仮に電子ペン2が中心C1と中間点Q1の間の位置Q2に存在したとすると、その位置に対応する(ex1−ex2)を検出すれば、中心C1から位置Q2までの距離△Xを検出できる。また、中心C1のX座標位置は既知であるから、その結果位置Q2のX座標が求められる。例えば、図11(c)における上記(ex1−ex2)の特性を示す実線部分を8bitのデジタルデータに変換すると、図12(a)に示すグラフが得られる。なお、この図12(a)に示すグラフは、単なる直線的な変化を示すグラフではなく、上記図11(b)に示したような緩急のある電圧値の増減変化を反映したグラフである。そして、このグラフをテーブル形式に変換することにより、図12(b)に示す位置座標テーブルが得られる。
<コイル電圧値を用いた座標決定>
前述したように、電子ペン2から発生された磁界とセンスコイルX1〜Xm,Y1〜Ynとの磁気誘導によって発生した信号S1は、増幅回路64で増幅され、整流回路66で振幅検波され、信号S14(図2参照)となってマイコン80に入力される。マイコン80は、入力された信号S14を、振幅つまり電圧値に対応したデジタル信号に変換する。CPU80aは、このデジタル信号の表す電圧値を用いて、前述の位置座標テーブルを用いて電子ペン2の座標を決定する。以下、XセンスコイルX1〜Xmを例にとって上記座標決定の詳細手順の一例を説明する。

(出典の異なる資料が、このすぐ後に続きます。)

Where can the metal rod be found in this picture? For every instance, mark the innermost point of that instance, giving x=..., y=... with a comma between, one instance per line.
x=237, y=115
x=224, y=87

まず、CPU80aは、上記信号S14から変換されたデジタル信号によって示される電圧値e1〜emを、XセンスコイルX1〜Xmのコイル番号と対応付けて、RAM80cの電圧値記憶エリアに順次記憶する。
その後、CPU80aは、XセンスコイルX1〜Xmのコイル番号に対応付けて、電圧値記憶エリアに記憶されている電圧値e1〜emの中で最大の電圧値emaxを選択する。そして、CPU80aは、電圧値emaxを発生したXセンスコイルX1〜Xmのコイル番号XmaxをRAM80cに記憶する。なお、コイル番号は1から始まる整数であって、X−Y座標の原点に近い側のセンスコイルから順に対応して割り当てられる番号である。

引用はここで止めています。